Trap one: models burn credits at wildly different rates
Inside a single tool, the cheapest model might cost one credit per image and the newest one might cost twelve. A "500 credit" plan that looks like 500 images is actually 41 images if you pick the model you actually wanted, like Midjourney v7's top tier or Krea AI's latest model. The pricing page rarely puts these two numbers next to each other on purpose.
Trap two: resolution multiplies silently
Most tools charge more for higher resolutions, but they bury the multiplier deep in the docs. A 1K image costs the advertised rate. A 4K image costs two to four times that, sometimes more, and Runway and ElevenLabs are the worst offenders. If you plan around the headline per-credit number you will be off by 200 to 400 percent on any serious work.

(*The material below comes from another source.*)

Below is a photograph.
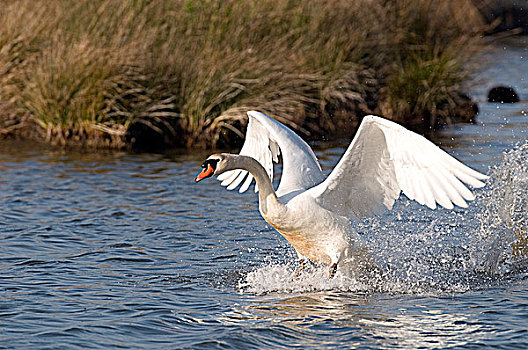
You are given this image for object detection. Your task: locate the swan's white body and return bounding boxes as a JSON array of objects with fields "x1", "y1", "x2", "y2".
[{"x1": 196, "y1": 111, "x2": 488, "y2": 272}]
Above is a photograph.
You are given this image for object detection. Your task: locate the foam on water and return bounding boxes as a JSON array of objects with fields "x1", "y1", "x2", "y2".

Trap three: unused credits do not really roll over
Some plans say credits expire monthly. Some say they roll over for 90 days. A few say they persist forever, and then reset the moment you skip a month or downgrade. Suno is the most-cited example of credits that quietly vanish. Refunds on unused credits are almost never available. Stockpiling is not a strategy the vendor wants you to succeed at.
The only number that matters
Ignore the credit count. Ignore the per-credit price. Compute the USD cost of one unit of the thing you are actually producing, one image at your resolution, one second of video at your quality, one minute of speech in your voice model. That is the number Scopeful publishes, because it is the only number that survives contact with a real monthly volume.
If your tool's pricing page cannot be reduced to "X dollars for Y images at Z quality," the tool is asking you to do math the vendor should have done for you. The math, done honestly, usually costs more than the headline suggested.